Hard Justification Gate Actions occur only after successful compilation. Status: PASS
Deterministic Compilation Identical JAF + feasibility → identical mask. Status: PASS
Selector Blindness Selector cannot access normative artifacts. Status: PASS
Non-Trivial Constraint Enforcement Constraints forbid feasible actions on some steps. Status: PASS
ASB Divergence MVRA behavior differs qualitatively from null baseline. Status: PASS
Ablation Collapse (Load-Bearing Test)
- Scrambled JAF ⇒ halt
- Compiler bypass ⇒ baseline behavior Status: PASS

9. Interpretation

Justification is causally load-bearing. Removing or bypassing justificatory machinery collapses behavior.
Agency incurs a measurable cost. The Agency Tax (−86 reward) is the empirical signature of refusal under incentive pressure.
Selector blindness enforces semantic localization. The selector cannot be persuaded; it can only obey masks.
Fail-stop behavior is essential. Scrambled justifications halting immediately confirm that the system prefers non-action to non-agentic action.
v0.1 establishes structure, not coherence. Constraint enforcement precedes norm collision, learning, or renegotiation.

10. Threats to Validity

10.1 Internal validity (addressed)

Determinism enforced by tests
No inference or repair in compiler
Selector blindness mechanically enforced
Ablations directly test causal load

Internal validity of the v0.1 claim is strong.

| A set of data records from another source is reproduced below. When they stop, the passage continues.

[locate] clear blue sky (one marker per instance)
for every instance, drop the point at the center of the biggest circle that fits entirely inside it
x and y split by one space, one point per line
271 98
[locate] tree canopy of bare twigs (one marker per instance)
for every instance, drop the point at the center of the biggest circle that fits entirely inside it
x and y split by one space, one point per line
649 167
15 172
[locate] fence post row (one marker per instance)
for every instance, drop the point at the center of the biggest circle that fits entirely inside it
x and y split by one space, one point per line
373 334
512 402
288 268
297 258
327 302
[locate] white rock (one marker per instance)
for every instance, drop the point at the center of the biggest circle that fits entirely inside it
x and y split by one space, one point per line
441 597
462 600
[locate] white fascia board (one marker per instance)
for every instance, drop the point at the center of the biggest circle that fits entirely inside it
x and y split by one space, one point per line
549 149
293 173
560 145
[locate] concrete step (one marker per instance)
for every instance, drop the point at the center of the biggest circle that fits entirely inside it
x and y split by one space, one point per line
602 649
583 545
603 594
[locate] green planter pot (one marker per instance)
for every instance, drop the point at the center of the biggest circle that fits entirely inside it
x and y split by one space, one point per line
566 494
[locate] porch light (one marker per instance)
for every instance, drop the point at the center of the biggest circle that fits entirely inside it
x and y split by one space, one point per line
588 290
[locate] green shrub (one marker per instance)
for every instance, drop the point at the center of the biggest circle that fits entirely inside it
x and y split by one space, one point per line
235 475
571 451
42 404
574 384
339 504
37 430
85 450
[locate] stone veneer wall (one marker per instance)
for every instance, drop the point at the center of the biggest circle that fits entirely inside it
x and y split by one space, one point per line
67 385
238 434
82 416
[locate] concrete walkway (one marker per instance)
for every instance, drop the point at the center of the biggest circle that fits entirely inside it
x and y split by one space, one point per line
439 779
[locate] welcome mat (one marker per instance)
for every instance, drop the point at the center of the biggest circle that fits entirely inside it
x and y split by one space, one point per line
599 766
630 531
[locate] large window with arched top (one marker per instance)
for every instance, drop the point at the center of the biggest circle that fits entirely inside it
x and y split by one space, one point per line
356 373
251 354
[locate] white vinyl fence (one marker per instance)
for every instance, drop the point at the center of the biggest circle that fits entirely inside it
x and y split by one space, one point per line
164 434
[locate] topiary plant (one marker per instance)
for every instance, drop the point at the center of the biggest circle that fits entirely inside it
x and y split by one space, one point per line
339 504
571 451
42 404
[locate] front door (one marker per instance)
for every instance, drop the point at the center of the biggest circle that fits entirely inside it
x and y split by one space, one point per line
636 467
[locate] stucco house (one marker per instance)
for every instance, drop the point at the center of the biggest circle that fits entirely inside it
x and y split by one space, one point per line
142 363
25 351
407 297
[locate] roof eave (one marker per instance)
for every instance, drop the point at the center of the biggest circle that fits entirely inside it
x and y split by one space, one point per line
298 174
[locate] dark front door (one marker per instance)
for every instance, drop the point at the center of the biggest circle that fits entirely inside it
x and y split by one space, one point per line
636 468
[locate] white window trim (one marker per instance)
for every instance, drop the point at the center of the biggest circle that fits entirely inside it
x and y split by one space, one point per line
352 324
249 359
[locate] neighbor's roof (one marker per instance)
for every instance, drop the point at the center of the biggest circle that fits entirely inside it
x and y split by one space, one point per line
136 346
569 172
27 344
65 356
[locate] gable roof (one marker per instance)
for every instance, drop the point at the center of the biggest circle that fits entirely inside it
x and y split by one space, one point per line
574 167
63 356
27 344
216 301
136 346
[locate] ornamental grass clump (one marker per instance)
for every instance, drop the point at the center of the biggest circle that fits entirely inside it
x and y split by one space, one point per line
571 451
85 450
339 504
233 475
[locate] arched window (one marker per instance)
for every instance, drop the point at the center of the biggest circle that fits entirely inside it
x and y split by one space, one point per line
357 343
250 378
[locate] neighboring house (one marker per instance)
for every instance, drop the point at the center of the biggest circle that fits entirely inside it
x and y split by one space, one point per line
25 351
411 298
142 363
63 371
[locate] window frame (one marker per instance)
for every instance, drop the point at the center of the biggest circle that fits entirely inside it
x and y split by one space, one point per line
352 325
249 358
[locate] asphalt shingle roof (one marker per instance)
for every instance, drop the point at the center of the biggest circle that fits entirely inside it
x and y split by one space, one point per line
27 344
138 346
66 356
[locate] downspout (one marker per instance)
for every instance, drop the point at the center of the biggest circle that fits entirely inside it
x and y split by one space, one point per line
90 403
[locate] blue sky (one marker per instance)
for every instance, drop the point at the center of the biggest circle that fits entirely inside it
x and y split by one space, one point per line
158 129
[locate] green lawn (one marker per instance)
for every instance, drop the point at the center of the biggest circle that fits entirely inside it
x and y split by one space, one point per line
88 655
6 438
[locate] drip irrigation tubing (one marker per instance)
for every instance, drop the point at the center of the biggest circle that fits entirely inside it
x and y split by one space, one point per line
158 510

10.2 External validity (not claimed)

v0.1 does not establish:

LLM-based justification generation
Dynamic belief or preference formation
Norm collision resolution
Sovereignty under incentive pressure
Continuous action spaces
Multi-agent interaction

These are explicitly deferred.

11. Conclusion

RSA-PoC v0.1 is complete and passes all normative gates.

Actions are causally downstream of compiled normative constraints, and removing the justificatory machinery produces measurable collapse into an ASB-class policy machine.

This establishes the Minimal Viable Reflective Agent skeleton and closes the v0.1 milestone. Subsequent versions introduce stochastic generation (v0.2) and coherence under self-conflict (v1.0) atop a now-certified enforcement substrate.